Ces données théoriques ont été calculées à partir de l’équation (2), avec A=0,16, K=2, et Age=10, 20, 50 et 70, respectivement. On constate une diminution progressive de l’impact de l’AdA sur la performance, qui finit par disparaître chez les sujets plus âgés.

Dans le cas où la fréquence cumulée serait la variable critique, le modèle prédit donc une diminution progressive de l’influence des effets attribués à l’AdA à mesure que les participants s’approchent de l’âge mûr. Or, sur le plan expérimental, les résultats recueillis par Morrison, Hirsh, Chappell et Ellis (2002) s’opposent directement à ce postulat, en démontrant une relative constance dans l’amplitude des effets d’AdA sur les performances de dénomination de mots et d’objets dessinés chez des adultes jeunes et plus âgés. Il en a été déduit que l’âge ou l’ordre d’acquisition des mots était bien le facteur déterminant, et que ses effets ne pouvaient pas davantage se réduire à la fréquence cumulée qu’au temps de résidence des items en mémoire. Cette conclusion s’accorde avec les simulations plus récentes de Lewis, Chadwick et H.D Ellis (2002), qui favorisent finalement l’hypothèse d’une contribution de l’AdA par delà l’influence de la fréquence cumulée.

Ajouté à cela, les théories fondées sur l’accumulation des instances prévoient que les mots acquis tardivement de fréquence d’usage élevée bénéficient d’un avantage certain sur les mots précoces de fréquence moins élevée. Cette dissociation a été idéalement évaluée par Stadthagen-Gonzalez, Bowers et Damian (2004) à partir de bases de données expertes, regroupant les mots tardifs abondamment pratiqués dans les domaines respectifs de l’électronique, de la psychologie et de la géologie. Les résultats obtenus en dénomination et décision lexicale ont révélé que les mots précoces de basse fréquence donnaient lieu à des performances équivalentes à celles des mots tardifs de haute fréquence, en dépit du rapport de fréquence cumulée plus élevé dont bénéficiaient ces derniers.

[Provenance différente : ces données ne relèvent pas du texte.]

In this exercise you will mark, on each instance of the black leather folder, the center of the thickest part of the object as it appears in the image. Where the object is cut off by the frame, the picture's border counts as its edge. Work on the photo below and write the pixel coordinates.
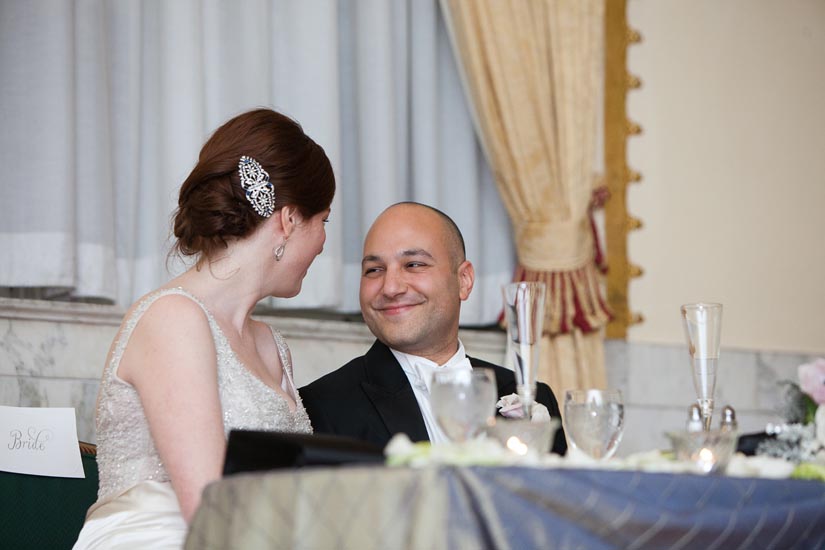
(251, 451)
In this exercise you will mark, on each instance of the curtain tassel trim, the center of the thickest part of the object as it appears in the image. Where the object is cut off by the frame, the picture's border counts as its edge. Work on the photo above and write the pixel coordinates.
(573, 300)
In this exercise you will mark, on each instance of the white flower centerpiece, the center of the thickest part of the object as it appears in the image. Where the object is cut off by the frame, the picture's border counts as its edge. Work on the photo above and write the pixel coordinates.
(801, 440)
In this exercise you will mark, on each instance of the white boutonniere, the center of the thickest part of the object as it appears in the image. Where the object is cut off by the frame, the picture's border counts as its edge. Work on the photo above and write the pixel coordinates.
(509, 406)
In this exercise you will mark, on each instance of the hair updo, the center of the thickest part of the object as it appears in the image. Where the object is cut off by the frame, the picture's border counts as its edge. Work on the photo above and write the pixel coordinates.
(212, 206)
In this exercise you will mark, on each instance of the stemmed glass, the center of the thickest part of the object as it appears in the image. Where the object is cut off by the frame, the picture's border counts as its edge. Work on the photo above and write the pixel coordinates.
(463, 402)
(594, 421)
(703, 328)
(524, 311)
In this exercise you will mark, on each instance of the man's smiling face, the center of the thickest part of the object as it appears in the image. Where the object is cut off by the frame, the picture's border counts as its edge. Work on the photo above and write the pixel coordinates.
(413, 279)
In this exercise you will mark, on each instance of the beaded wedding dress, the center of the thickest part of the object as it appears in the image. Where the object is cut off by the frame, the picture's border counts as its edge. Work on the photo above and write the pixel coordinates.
(136, 505)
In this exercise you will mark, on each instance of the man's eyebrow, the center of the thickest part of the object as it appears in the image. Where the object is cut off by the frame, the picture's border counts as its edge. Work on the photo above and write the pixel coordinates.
(416, 252)
(370, 258)
(412, 252)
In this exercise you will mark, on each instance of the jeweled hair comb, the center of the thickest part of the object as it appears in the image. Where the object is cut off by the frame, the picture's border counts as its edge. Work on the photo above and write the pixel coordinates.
(259, 190)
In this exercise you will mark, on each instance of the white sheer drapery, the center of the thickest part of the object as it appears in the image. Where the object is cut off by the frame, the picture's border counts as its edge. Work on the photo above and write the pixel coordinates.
(105, 105)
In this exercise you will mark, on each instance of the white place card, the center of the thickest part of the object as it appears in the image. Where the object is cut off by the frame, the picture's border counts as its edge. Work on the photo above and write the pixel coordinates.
(39, 441)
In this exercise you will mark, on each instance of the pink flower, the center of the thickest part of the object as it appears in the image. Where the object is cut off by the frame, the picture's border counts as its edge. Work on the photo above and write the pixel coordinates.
(509, 406)
(812, 380)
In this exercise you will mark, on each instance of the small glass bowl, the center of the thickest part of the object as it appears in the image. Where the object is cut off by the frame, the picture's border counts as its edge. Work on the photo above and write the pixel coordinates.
(521, 436)
(708, 452)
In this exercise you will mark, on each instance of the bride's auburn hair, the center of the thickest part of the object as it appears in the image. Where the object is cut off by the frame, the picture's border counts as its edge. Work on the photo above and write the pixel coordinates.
(212, 205)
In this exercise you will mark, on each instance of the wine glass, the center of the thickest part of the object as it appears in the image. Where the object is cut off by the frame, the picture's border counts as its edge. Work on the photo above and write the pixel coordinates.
(594, 421)
(703, 328)
(524, 311)
(463, 402)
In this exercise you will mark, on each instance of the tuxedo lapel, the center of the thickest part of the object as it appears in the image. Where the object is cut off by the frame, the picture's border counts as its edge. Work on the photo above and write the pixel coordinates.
(389, 390)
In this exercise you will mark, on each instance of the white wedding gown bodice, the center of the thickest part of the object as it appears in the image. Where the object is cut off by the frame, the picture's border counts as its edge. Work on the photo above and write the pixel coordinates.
(136, 505)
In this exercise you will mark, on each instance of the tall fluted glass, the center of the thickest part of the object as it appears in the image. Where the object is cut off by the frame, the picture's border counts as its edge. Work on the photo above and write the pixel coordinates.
(703, 330)
(524, 312)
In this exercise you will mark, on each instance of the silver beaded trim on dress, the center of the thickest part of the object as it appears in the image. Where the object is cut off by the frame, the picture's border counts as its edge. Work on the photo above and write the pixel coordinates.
(126, 454)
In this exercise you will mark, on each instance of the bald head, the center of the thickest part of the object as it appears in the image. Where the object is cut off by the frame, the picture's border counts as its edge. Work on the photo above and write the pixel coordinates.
(416, 212)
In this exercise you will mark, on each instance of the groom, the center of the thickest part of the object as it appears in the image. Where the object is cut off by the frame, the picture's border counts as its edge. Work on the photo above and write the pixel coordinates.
(414, 276)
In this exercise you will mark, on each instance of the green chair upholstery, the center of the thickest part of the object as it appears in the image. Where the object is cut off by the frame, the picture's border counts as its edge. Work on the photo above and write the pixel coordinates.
(42, 512)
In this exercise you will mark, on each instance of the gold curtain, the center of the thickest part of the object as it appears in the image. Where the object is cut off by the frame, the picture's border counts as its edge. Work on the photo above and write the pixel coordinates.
(532, 70)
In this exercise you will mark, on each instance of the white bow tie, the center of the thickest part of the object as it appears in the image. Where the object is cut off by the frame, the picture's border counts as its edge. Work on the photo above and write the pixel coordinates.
(424, 371)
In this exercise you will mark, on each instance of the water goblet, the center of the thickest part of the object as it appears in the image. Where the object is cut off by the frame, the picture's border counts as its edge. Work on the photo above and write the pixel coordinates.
(463, 402)
(594, 421)
(524, 311)
(703, 328)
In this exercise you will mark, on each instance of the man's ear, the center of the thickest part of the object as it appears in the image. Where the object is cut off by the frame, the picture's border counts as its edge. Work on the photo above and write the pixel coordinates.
(466, 278)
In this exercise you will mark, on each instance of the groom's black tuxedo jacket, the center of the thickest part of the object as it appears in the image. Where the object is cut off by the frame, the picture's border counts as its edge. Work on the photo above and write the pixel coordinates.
(370, 398)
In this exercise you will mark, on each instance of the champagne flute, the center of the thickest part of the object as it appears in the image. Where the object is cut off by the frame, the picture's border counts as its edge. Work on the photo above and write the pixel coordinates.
(524, 311)
(703, 328)
(594, 421)
(463, 402)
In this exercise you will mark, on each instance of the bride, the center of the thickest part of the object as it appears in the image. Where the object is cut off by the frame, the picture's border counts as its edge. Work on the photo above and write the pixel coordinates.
(189, 363)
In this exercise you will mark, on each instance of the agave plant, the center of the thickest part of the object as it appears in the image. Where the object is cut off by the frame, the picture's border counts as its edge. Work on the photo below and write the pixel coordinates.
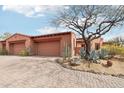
(93, 56)
(103, 53)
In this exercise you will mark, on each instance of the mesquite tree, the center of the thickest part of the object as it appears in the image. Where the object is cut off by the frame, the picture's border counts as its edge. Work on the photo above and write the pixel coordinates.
(90, 21)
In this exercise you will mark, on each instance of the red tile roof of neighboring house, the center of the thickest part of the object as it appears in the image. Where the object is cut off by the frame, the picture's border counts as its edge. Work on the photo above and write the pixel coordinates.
(54, 34)
(47, 35)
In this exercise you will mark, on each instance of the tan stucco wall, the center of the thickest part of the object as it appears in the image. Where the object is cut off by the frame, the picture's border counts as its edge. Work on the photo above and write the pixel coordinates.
(64, 39)
(17, 38)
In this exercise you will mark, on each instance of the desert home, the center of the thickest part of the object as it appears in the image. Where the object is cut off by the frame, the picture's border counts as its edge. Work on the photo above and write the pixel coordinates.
(45, 45)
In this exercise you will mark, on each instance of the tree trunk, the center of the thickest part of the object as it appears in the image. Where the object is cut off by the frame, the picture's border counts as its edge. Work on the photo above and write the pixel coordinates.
(87, 49)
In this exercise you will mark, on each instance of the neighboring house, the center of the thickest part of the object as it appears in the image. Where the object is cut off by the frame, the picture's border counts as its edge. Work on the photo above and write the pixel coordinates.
(44, 45)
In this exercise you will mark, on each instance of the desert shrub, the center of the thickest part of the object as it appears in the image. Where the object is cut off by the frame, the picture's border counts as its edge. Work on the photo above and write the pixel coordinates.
(114, 50)
(67, 51)
(103, 54)
(24, 52)
(82, 53)
(3, 52)
(92, 57)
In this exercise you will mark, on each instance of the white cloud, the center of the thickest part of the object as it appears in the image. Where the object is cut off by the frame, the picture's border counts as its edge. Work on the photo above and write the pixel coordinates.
(32, 11)
(49, 30)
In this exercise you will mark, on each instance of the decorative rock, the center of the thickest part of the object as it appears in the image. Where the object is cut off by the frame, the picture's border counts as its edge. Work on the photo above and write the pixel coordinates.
(75, 62)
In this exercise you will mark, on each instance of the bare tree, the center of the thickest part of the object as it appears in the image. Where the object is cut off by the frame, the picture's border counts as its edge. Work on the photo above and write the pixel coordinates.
(91, 22)
(118, 41)
(5, 35)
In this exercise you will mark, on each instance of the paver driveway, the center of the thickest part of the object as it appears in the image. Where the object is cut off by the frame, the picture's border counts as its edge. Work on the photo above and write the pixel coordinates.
(45, 72)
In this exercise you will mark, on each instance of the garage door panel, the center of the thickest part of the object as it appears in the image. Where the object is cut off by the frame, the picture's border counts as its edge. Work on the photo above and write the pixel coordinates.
(16, 48)
(49, 48)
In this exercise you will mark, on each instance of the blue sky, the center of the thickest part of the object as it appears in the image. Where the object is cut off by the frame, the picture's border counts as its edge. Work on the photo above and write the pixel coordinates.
(35, 20)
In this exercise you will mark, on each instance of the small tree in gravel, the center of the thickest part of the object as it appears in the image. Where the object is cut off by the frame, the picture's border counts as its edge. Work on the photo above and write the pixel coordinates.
(90, 21)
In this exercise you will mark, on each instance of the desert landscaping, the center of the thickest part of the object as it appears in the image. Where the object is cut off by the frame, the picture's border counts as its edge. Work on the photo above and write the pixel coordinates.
(43, 72)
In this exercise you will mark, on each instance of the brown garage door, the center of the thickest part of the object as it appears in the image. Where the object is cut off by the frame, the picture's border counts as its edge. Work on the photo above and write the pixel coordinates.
(16, 48)
(49, 48)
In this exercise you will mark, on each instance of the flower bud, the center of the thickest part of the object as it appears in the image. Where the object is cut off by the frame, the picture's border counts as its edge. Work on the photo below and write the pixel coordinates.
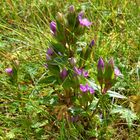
(9, 71)
(53, 27)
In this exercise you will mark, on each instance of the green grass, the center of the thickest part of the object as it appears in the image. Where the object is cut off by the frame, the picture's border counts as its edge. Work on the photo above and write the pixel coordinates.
(26, 110)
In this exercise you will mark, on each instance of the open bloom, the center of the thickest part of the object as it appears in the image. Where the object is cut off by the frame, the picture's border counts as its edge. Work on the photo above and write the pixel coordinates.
(53, 27)
(63, 73)
(81, 72)
(71, 8)
(50, 51)
(91, 43)
(9, 71)
(117, 72)
(86, 88)
(100, 64)
(83, 21)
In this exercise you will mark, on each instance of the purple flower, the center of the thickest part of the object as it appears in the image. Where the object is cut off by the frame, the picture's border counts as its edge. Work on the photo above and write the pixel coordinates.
(80, 15)
(86, 88)
(9, 71)
(78, 71)
(46, 66)
(50, 51)
(53, 27)
(111, 62)
(100, 64)
(63, 73)
(91, 90)
(48, 57)
(83, 88)
(85, 73)
(72, 61)
(117, 72)
(84, 22)
(81, 72)
(92, 43)
(71, 9)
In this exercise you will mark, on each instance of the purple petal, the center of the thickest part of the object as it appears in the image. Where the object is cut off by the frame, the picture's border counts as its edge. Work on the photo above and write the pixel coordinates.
(50, 51)
(83, 88)
(63, 74)
(91, 90)
(53, 27)
(80, 15)
(78, 71)
(84, 22)
(117, 72)
(92, 43)
(9, 71)
(71, 8)
(100, 64)
(85, 73)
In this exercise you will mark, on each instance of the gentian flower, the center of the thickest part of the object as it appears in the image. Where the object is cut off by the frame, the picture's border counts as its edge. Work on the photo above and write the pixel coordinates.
(83, 88)
(86, 88)
(100, 64)
(63, 73)
(85, 73)
(83, 21)
(117, 72)
(50, 51)
(72, 61)
(78, 71)
(80, 15)
(53, 27)
(91, 90)
(71, 9)
(91, 43)
(9, 71)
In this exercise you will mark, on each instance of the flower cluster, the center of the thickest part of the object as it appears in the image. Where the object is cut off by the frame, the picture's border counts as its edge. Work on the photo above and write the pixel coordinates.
(61, 53)
(86, 88)
(107, 74)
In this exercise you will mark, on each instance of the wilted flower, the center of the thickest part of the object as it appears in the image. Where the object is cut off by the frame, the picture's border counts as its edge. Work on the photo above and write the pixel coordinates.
(9, 71)
(53, 27)
(71, 8)
(100, 64)
(63, 73)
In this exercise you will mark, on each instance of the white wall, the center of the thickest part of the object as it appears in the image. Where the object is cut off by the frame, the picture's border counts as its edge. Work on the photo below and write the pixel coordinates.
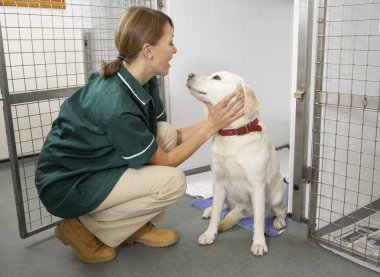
(250, 38)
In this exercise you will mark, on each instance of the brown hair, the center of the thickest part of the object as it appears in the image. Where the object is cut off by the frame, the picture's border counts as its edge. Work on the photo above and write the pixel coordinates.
(136, 26)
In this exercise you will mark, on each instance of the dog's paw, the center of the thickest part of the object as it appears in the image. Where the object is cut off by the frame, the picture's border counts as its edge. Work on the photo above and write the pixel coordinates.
(207, 213)
(206, 238)
(279, 223)
(259, 249)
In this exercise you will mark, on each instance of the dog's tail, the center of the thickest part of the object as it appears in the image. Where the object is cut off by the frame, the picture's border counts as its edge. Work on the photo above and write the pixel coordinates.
(231, 219)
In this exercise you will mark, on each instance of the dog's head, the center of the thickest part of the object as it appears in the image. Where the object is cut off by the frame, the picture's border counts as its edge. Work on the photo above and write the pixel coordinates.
(215, 87)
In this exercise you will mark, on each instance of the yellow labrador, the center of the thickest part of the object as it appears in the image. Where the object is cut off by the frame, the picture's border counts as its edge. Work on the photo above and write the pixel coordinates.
(245, 166)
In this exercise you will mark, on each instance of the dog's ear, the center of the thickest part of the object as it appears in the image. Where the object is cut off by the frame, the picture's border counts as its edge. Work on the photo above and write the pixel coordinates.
(251, 104)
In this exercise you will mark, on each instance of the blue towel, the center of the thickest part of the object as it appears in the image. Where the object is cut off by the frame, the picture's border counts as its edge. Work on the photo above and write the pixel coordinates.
(247, 222)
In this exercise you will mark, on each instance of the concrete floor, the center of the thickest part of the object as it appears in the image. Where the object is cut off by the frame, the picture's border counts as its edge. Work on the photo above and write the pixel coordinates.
(290, 254)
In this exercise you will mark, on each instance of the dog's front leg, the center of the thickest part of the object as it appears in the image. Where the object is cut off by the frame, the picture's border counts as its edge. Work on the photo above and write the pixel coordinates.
(219, 198)
(259, 246)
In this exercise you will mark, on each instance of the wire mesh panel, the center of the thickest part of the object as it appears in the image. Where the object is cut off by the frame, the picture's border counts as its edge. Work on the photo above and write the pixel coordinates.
(345, 183)
(47, 51)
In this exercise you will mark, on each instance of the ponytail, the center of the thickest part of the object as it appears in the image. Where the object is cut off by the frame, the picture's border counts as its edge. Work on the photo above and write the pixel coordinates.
(110, 68)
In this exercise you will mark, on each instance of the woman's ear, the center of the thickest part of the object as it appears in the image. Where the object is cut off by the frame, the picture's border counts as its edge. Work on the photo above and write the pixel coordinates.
(251, 104)
(147, 51)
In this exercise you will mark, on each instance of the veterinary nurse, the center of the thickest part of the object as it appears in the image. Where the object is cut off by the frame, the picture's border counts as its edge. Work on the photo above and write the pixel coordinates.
(108, 165)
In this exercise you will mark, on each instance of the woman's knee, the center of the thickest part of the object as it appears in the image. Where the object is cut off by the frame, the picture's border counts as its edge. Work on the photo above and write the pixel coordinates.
(175, 186)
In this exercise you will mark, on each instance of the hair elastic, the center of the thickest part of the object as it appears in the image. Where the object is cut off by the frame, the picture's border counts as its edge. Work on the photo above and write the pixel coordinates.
(120, 56)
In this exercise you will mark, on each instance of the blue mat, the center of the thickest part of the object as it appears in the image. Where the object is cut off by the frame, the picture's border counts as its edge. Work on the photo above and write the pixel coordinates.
(247, 222)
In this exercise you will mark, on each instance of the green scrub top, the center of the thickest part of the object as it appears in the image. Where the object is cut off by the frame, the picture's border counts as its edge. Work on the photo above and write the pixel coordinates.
(104, 128)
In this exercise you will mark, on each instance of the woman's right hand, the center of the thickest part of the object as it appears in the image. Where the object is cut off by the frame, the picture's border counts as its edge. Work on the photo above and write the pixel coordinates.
(225, 112)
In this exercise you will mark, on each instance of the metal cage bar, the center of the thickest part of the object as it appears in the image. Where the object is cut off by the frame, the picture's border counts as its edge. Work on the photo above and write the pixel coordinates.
(45, 55)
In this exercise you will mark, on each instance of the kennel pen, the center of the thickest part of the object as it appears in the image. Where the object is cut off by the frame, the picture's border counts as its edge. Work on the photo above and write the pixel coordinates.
(48, 52)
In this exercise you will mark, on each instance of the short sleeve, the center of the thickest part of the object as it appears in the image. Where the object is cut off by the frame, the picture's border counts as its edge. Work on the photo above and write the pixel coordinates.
(132, 139)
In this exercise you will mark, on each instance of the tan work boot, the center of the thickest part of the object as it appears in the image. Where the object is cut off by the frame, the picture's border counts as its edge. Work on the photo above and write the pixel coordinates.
(150, 236)
(88, 248)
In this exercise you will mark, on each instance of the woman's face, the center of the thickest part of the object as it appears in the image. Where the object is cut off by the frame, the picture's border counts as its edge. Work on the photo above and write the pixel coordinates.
(163, 51)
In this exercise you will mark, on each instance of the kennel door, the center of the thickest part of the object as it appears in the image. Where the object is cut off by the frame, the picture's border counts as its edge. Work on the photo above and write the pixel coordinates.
(47, 53)
(345, 144)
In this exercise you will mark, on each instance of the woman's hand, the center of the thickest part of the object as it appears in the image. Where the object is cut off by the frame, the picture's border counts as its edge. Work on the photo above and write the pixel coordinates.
(225, 112)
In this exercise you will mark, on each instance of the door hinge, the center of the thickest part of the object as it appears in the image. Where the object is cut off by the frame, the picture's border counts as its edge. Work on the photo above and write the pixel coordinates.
(299, 94)
(308, 174)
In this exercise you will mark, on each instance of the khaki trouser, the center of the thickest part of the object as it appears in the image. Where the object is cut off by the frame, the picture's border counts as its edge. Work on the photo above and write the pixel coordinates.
(141, 195)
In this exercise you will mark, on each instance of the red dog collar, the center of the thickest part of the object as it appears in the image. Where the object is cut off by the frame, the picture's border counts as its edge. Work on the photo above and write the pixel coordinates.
(253, 126)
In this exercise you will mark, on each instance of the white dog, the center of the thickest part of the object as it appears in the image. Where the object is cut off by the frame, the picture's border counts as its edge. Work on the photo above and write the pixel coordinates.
(245, 166)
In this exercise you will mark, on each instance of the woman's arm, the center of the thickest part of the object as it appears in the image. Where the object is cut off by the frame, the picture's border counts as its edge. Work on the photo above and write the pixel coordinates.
(185, 133)
(196, 135)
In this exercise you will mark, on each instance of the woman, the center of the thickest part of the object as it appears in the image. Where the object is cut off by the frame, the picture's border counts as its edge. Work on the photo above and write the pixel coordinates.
(108, 165)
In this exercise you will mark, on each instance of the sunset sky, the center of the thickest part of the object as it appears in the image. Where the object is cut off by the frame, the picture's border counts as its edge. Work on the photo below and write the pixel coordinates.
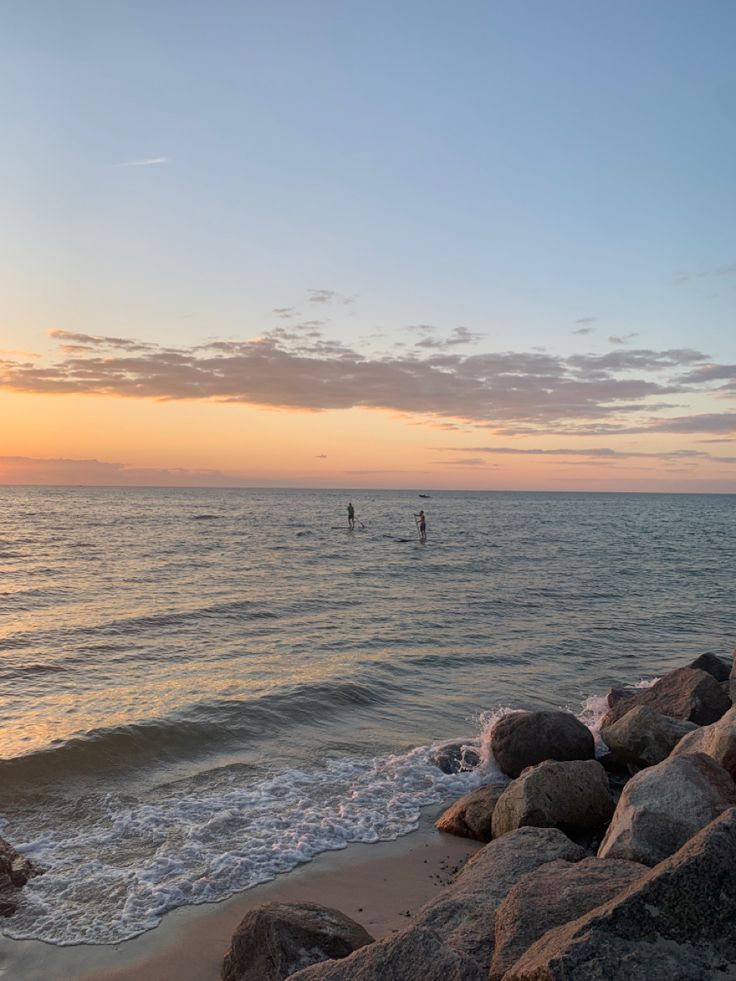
(421, 244)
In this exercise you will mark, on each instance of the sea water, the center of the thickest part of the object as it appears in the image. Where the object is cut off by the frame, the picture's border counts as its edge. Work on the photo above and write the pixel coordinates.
(201, 689)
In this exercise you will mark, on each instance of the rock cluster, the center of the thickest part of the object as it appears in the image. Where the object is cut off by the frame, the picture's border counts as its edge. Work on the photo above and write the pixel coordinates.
(654, 899)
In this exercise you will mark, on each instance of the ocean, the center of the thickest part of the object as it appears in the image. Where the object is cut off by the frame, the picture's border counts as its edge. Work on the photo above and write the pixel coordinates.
(202, 689)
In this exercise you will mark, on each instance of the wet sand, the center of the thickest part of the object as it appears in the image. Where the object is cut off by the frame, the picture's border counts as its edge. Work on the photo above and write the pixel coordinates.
(378, 885)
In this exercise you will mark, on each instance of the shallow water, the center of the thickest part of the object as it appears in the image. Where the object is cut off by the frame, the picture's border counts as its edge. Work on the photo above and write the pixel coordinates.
(202, 688)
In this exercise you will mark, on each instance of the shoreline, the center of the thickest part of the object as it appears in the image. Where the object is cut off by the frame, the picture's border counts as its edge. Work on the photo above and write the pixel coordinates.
(375, 884)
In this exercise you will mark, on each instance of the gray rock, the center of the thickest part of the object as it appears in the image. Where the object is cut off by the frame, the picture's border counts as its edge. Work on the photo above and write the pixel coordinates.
(571, 794)
(522, 739)
(470, 816)
(717, 741)
(662, 807)
(277, 939)
(414, 955)
(456, 757)
(712, 664)
(463, 913)
(15, 871)
(687, 693)
(555, 894)
(643, 737)
(678, 923)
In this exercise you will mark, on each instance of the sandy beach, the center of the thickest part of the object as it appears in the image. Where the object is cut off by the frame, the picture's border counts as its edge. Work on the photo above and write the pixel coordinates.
(377, 885)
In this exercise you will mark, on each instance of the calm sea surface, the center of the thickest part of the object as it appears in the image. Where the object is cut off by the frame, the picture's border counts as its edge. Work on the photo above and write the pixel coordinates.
(200, 689)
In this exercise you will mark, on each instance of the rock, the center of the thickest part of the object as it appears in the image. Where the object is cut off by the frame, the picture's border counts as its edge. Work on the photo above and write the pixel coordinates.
(455, 757)
(15, 871)
(663, 806)
(470, 816)
(414, 955)
(277, 939)
(716, 666)
(521, 739)
(643, 737)
(463, 913)
(573, 794)
(677, 923)
(687, 693)
(552, 895)
(717, 741)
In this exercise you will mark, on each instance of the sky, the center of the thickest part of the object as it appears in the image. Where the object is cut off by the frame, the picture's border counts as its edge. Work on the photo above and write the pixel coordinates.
(485, 245)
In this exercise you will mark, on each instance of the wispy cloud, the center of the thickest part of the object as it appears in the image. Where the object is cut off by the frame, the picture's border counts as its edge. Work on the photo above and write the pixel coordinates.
(147, 162)
(301, 367)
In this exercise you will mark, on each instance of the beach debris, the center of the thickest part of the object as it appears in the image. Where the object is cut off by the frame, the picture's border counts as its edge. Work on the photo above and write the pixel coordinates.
(687, 693)
(717, 741)
(571, 794)
(455, 757)
(275, 940)
(644, 737)
(463, 913)
(665, 805)
(470, 816)
(522, 739)
(677, 923)
(15, 871)
(553, 895)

En conclusion de ces considérations préliminaires, il apparaît que les données empiriques sont partiellement cohérentes et partiellement contradictoires avec les prédictions relatives à l’AdA formulées par Zevin et Seidenberg (2002) sur la base du comportement de leur modèle. Les résultats collectés sur un ensemble représentatif d’études concernées par le phénomène tendaient effectivement à démontrer que l’influence de l’AdA était renforcée dans les tâches de dénomination d’objets, qui reposent sur la réactivation d’associations arbitraires entre stimuli, assimilées par simple mémorisation plutôt que par réintégration systématique des régularités antérieurement déduites. Les arguments avancés par Morrison et collègues (2003) jettent néanmoins un doute sur la possibilité que l’AdA puisse entièrement se confondre avec la fréquence cumulée, dont elle semble au contraire conceptuellement et expérimentalement dissociable. Autrement dit, si l’émergence des effets d’AdA paraît favorisée dans les contextes où la nature particulière du matériel limite les possibilités d’extractions des régularités de structure du corpus d’apprentissage, l’élimination complète de l’expression de ce facteur des habilités acquises sur le mode du réinvestissement systématique des connaissances préliminaires, dont la lecture est un exemple, ne semble pas pour autant constituer la nécessaire réciproque de ce postulat.